A Autoridade Nacional de Emergência e Proteção Civil (ANEPC) informou esta quarta-feira à tarde que há registo de quatro vítimas mortais diretamente relacionadas com a passagem da depressão Kristin. Um quinto óbito, ocorrido em Silves na sequência de um acidente de viação associado ao mau tempo, foi igualmente contabilizado pelas autoridades.
Um dos casos registou-se em Vila Franca de Xira, onde a queda de uma árvore sobre um automóvel provocou a morte de um ocupante. Os outros três óbitos ocorreram no concelho de Leiria: em Carvide, duas pessoas morreram, uma após ter sido atingida por uma chapa metálica e outra por ter ficado presa na estrutura de uma habitação; em Fonte Oleiro, uma terceira vítima foi encontrada em paragem cardiorrespiratória numa obra, situação que a Proteção Civil também relacionou com as condições meteorológicas extremas.
No Algarve, em Silves, uma mulher de 85 anos, de nacionalidade holandesa, morreu na sequência de um acidente de automóvel ocorrido na zona de Algoz. De acordo com informação apurada, a vítima terá ligado ao marido a informar que se tinha despistado e caído com a viatura numa ribeira. O companheiro alertou o 112, tendo sido mobilizados meios de socorro para o local. A mulher foi encontrada já sem vida durante a tarde.
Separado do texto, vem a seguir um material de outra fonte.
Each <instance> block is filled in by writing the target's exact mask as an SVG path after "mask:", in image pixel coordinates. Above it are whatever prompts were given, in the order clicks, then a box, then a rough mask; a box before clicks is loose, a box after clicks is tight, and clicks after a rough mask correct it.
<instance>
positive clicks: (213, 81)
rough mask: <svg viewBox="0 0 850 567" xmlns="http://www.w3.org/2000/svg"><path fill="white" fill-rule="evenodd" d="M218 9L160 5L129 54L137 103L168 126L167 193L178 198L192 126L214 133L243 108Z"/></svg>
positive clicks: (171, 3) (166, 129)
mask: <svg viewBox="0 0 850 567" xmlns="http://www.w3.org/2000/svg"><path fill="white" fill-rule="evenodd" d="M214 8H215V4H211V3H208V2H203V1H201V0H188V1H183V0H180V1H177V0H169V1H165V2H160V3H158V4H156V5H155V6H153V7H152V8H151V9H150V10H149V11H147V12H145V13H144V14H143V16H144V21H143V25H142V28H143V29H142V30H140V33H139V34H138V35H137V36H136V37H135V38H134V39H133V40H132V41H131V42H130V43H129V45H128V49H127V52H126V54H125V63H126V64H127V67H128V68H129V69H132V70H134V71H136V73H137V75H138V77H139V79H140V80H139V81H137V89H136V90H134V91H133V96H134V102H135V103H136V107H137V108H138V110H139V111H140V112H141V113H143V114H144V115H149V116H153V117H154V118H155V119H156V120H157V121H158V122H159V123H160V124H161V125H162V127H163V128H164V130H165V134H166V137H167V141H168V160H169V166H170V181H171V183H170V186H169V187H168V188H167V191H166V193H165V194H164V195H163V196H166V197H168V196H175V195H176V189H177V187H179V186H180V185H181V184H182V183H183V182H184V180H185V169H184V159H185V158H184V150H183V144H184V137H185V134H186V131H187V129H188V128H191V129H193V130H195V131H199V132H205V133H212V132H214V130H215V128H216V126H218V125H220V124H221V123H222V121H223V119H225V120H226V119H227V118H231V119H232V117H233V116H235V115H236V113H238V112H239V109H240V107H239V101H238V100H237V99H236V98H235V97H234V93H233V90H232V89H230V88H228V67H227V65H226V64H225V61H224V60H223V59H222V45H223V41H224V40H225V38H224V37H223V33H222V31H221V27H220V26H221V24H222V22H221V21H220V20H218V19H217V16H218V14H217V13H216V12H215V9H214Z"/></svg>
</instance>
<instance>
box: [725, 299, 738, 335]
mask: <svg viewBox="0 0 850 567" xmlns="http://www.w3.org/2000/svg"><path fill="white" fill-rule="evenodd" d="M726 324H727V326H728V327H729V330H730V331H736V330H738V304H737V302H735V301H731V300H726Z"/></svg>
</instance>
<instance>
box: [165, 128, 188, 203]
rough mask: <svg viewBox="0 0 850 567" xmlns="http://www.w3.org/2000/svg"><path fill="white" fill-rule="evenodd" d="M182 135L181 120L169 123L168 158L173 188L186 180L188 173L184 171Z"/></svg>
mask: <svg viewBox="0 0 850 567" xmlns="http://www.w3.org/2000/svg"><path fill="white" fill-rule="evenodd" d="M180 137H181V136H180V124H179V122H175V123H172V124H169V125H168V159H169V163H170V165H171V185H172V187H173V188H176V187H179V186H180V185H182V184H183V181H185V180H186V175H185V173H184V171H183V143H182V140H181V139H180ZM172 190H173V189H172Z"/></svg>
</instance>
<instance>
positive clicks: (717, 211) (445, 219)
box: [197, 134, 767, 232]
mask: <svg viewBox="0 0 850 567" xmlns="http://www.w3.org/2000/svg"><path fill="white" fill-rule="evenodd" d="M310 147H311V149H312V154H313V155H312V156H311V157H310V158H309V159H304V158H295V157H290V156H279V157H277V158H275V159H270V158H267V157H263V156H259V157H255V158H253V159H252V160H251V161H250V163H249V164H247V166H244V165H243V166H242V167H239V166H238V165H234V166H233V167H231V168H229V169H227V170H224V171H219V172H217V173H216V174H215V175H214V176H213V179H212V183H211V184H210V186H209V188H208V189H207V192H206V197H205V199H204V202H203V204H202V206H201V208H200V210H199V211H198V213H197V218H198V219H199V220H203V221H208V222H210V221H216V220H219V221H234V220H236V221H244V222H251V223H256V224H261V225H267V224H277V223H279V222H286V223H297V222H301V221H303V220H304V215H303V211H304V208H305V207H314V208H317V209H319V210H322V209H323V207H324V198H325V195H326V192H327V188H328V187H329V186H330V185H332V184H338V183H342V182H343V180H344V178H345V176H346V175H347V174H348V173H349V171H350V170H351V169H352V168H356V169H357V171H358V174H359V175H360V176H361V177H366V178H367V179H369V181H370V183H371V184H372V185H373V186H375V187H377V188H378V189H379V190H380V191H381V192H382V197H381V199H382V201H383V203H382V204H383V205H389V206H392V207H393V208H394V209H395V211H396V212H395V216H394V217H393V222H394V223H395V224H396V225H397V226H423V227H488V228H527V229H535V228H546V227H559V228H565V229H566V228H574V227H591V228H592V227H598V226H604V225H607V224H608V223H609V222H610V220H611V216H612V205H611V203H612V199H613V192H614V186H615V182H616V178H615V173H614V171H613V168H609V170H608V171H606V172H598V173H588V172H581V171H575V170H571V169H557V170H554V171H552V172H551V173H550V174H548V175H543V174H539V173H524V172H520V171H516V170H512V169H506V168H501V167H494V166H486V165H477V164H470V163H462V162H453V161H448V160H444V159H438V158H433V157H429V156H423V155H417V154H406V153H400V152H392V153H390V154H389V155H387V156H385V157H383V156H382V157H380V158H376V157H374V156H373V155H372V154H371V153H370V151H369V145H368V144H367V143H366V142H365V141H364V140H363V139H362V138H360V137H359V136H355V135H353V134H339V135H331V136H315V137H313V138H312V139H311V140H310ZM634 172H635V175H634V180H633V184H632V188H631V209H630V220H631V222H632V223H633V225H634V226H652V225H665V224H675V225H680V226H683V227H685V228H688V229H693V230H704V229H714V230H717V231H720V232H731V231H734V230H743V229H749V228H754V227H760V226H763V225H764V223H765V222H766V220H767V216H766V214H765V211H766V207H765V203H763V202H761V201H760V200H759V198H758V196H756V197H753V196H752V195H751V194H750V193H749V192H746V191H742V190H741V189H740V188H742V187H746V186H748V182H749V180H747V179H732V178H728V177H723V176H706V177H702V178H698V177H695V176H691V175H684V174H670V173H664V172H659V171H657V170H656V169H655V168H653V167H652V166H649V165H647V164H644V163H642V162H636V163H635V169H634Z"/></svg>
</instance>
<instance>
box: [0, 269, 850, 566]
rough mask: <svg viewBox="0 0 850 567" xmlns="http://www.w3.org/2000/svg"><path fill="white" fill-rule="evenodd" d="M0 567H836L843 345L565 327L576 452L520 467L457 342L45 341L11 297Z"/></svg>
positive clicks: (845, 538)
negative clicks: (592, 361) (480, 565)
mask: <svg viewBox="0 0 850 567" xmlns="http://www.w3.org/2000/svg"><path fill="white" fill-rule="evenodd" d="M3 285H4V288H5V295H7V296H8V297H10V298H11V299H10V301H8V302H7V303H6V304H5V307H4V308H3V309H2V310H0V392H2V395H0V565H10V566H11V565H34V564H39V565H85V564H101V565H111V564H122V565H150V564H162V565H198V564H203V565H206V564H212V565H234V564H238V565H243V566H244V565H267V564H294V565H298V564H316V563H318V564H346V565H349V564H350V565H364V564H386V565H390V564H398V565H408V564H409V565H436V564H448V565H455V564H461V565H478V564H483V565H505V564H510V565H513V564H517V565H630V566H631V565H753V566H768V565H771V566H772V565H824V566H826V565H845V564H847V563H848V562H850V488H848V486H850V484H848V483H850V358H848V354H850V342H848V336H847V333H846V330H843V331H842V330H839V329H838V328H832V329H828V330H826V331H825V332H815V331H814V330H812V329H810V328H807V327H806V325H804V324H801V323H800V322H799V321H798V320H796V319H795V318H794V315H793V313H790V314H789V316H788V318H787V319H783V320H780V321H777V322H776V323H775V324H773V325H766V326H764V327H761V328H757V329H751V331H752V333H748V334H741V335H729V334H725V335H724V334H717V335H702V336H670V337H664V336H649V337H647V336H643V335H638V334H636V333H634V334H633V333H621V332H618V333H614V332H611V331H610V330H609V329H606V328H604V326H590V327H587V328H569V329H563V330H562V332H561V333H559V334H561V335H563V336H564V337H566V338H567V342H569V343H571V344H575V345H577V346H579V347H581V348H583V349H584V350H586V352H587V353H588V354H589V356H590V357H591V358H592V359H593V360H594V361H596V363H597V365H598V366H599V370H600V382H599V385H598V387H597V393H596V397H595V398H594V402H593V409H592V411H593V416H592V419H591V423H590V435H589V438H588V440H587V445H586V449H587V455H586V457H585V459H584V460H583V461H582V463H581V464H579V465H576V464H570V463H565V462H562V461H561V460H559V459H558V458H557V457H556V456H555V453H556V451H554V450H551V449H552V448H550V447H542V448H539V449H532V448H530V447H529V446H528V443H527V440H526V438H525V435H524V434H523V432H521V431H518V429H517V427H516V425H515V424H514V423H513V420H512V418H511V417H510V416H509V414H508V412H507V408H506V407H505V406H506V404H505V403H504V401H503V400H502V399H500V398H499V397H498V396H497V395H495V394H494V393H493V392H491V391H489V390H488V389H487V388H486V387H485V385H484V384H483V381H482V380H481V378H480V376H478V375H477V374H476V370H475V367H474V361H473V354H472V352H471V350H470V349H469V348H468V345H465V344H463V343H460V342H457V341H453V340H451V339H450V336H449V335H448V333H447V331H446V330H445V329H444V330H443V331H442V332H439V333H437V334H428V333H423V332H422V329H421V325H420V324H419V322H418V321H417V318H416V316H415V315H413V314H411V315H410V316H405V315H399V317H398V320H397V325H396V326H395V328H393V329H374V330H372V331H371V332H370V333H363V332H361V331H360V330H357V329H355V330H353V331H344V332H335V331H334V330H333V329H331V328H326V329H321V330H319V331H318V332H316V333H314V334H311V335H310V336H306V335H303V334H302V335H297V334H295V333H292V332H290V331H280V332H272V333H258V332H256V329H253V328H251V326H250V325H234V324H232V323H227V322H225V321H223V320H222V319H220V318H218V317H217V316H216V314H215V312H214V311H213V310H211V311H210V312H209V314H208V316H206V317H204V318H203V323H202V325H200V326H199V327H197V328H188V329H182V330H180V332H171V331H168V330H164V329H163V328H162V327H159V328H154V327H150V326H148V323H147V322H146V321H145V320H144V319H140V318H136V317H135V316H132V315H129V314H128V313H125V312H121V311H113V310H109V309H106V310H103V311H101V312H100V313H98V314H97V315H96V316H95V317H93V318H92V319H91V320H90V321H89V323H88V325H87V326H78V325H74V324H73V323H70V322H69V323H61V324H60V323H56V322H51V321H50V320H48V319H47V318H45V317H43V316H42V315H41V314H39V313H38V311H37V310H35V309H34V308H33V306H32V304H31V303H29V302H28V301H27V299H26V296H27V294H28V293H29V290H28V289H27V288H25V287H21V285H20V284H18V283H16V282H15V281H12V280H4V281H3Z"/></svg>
O caso foi registado pelo Comando Sub-regional de Emergência e Proteção Civil do Algarve como estando relacionado com o mau tempo.
Entretanto, a Câmara Municipal da Marinha Grande chegou a avançar a morte de um homem de 34 anos na freguesia de Vieira de Leiria, também na sequência do temporal, mas acabou por recuar nessa informação.
Autarca de Leiria pede estado de calamidade
O presidente da Câmara Municipal de Leiria, um dos concelhos mais afetados pela depressão Kristin, apelou ao Governo para que seja decretado o estado de calamidade, face à dimensão dos prejuízos registados.
“O primeiro apelo que fazia era que o próprio Governo equacionasse de imediato o estado de calamidade para podermos acudir a todos os prejuízos e reunir os meios necessários para recuperar a vida normal do nosso concelho”, afirmou Gonçalo Lopes, defendendo que os esforços da E-Redes, da Proteção Civil e de outras entidades devem estar concentrados em Leiria.
Segundo o autarca, a cidade foi “atingida de maneira drástica” ao nível dos bens públicos e privados. “Temos espaços públicos virados de pernas para o ar. O impacto é semelhante ao que pode significar uma bomba dentro da nossa cidade, com destruição maciça”, declarou.
Entre os equipamentos afetados estão igrejas, estádios, piscinas, habitações e esplanadas. “Algo nunca visto, provocado pelo fenómeno que aconteceu entre as 3 e as 5 horas da manhã e para o qual não conseguimos ter resposta”, acrescentou.
Falta de eletricidade e água
Gonçalo Lopes admitiu que grande parte da população de Leiria poderá continuar sem abastecimento de água e energia elétrica nos próximos dois dias. “A E-Redes está a mobilizar todos os recursos nacionais para Leiria. Não vamos ter eletricidade durante este período”, disse, apelando à cedência de geradores por parte de empresas e instituições para apoiar estruturas prioritárias, como lares e forças de segurança.
O autarca alertou ainda que a falha de energia tem impacto direto nas comunicações e no fornecimento de água, pedindo à população que seja “racional e equilibrada nos consumos” de bens essenciais.
De acordo com o presidente da Câmara, os principais danos verificaram-se nas linhas de alta tensão, que ficaram “profundamente afetadas”, deixando todas as subestações de Leiria inoperacionais. A reposição da eletricidade, afirmou, deverá ser semelhante ao processo ocorrido durante o recente apagão nacional.
As autoridades mantêm o apelo à população para que evite deslocações desnecessárias, permaneça atenta às informações oficiais e adote comportamentos de autoproteção enquanto decorrem os trabalhos de recuperação.